Even by my standards he had a bad week. Thunder and lightning. Very, very frightening.
He became a father, his wife sought a divorce, he was charged with one of the most prominent roles in global politics, he made more headlines than than the guy whose headlines he was meant to be be writing, he was humiliatingly sacked, he was accused widely in the media of having an affair and to cap it all off was handed a $16m tax bill.
I mean, I've had worse weeks but mine had a lower profile. Whoever shall exalt himself, shall be abased.
The public image of bankers was unflattering already. As if they were not unpopular enough after the global financial crisis, the rewards-for-failure scandals, the fat cat bonus culture and one rogue trading fiasco after another, along comes Anthony Scaramucci, to endorse every cartoonish stereotype of the evil banker and degrade our reputations even further. It seems as though it is easier for a camel to pass through the eye of a needle than it is for for a stockbroker to have a decent social standing.

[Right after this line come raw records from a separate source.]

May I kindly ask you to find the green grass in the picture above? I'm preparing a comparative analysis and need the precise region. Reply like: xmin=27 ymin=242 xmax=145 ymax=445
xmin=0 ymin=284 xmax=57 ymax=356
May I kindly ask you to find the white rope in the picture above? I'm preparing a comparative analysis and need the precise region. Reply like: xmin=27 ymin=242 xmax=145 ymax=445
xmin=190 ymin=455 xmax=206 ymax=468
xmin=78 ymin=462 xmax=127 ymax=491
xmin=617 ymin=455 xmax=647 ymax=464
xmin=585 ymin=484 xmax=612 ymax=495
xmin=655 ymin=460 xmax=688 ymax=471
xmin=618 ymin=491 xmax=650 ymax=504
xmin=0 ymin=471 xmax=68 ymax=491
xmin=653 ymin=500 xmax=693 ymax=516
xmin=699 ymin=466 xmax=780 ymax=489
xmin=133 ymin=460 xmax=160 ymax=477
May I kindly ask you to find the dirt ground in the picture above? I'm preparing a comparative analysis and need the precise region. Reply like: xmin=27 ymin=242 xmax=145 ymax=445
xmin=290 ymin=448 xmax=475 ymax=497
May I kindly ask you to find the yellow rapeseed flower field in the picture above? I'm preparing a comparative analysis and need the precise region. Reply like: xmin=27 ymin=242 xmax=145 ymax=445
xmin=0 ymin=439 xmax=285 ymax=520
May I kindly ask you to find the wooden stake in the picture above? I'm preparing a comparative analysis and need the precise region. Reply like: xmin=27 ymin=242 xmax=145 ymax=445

I don't know about you but I have enough on my plate as it is, what with the desperate, rearguard battle for my broking existence and my online MiFID training without having to spend every dinner party I attend convincing the laity that the White House's outgoing communications director was very much the exception and not the rule in our industry.
I always maintained that having no spokesperson to conduct good PR for the financial sector was one of the reasons public hostility towards its employees was so fierce but having seen who would most likely emerge to perform such a function — a jive-talkin', strut-walkin', street-fightin', gum-chewin', wise guy from Wall Street — I'm having second thoughts.
When youre job is gone and you can't go on
Tasked with sustaining the open hostility of the Trump administration to verifiable reality, Scaramucci's 10 day reign at the White House was part Robespierre, part The Sopranos and described the perfect arc of an Aeschylean tragedy. His rise and fall exemplified the theory of nominative determinism.
Speaking of Italian jokes, the literal translation of Scaramouche — the stock character of Italian comedy — is 'little skirmisher'. He is the faithful servant and pint-sized pugilist.
The real life US version came straight from the Vampire Squid — where else could fit this narrative? — with snappy suits, a whopping pair of aviators and the gift of the Goodfellas gab. All straight-shootin' and front-stabbin',he was the unacceptable face of finance which Joe Sixpack wants to punch.
His type is instantly recognisable to anyone who has ever worked for an American investment bank. His is the kind of used car salesman patter which makes fund managers instinctively reach for their wallet to reassure themselves of its continued presence. He is a staple character from every trading floor in Manhattan and many in London, but his brief moment in the spotlight again confirmed the inevitable conclusion to the formula: Wall Street + Main Street = Shit Creek.
A show like that he just staged merely confirms that bankers and brokers will remain the piñata for politicians looking to curry favour with voters.
Though he has the mannerisms of Joe Pesci, The Mooch is actually the author of three books. I thumbed through his first, Goodbye Gordon Gekko which was published with the aim of proving that greed was no longer good and there was an ethical way to make a fortune from the stock market but The Mooch's career would appear to illustrate the exact opposite.
I never dealt with Skybridge Capital (although that does not distinguish it from almost every other hedge fund) and even though we both started out on Wall Street graduate training programmes in 1989, he at Goldman, me at Salomon Brothers, our paths did not cross.
His priceless cameo demonstrated, if nothing else, that shameless sycophancy is not usually sufficient to ensure the lasting loyalty of the person upon whom it is lavished.
This principle applies to anyone but particularly the coarse and short-fingered vulgarian in the White House who made a career from the catchphrase, "You're fired."
I'm sure there are sentences scrawled on the toilet walls of the big house on Pennsylvania Avenue, appealing for help: "Lost: one tongue. Last seen somewhere near the fat arse of POTUS. Please return to careless owner."
No matter how often the story is retold, every time Icarus flies too close to the sun his wings melt and he falls from a great height into the sea. The Mooch did that and now his career sleeps with the fishes. Best place for it, and us, if you ask me.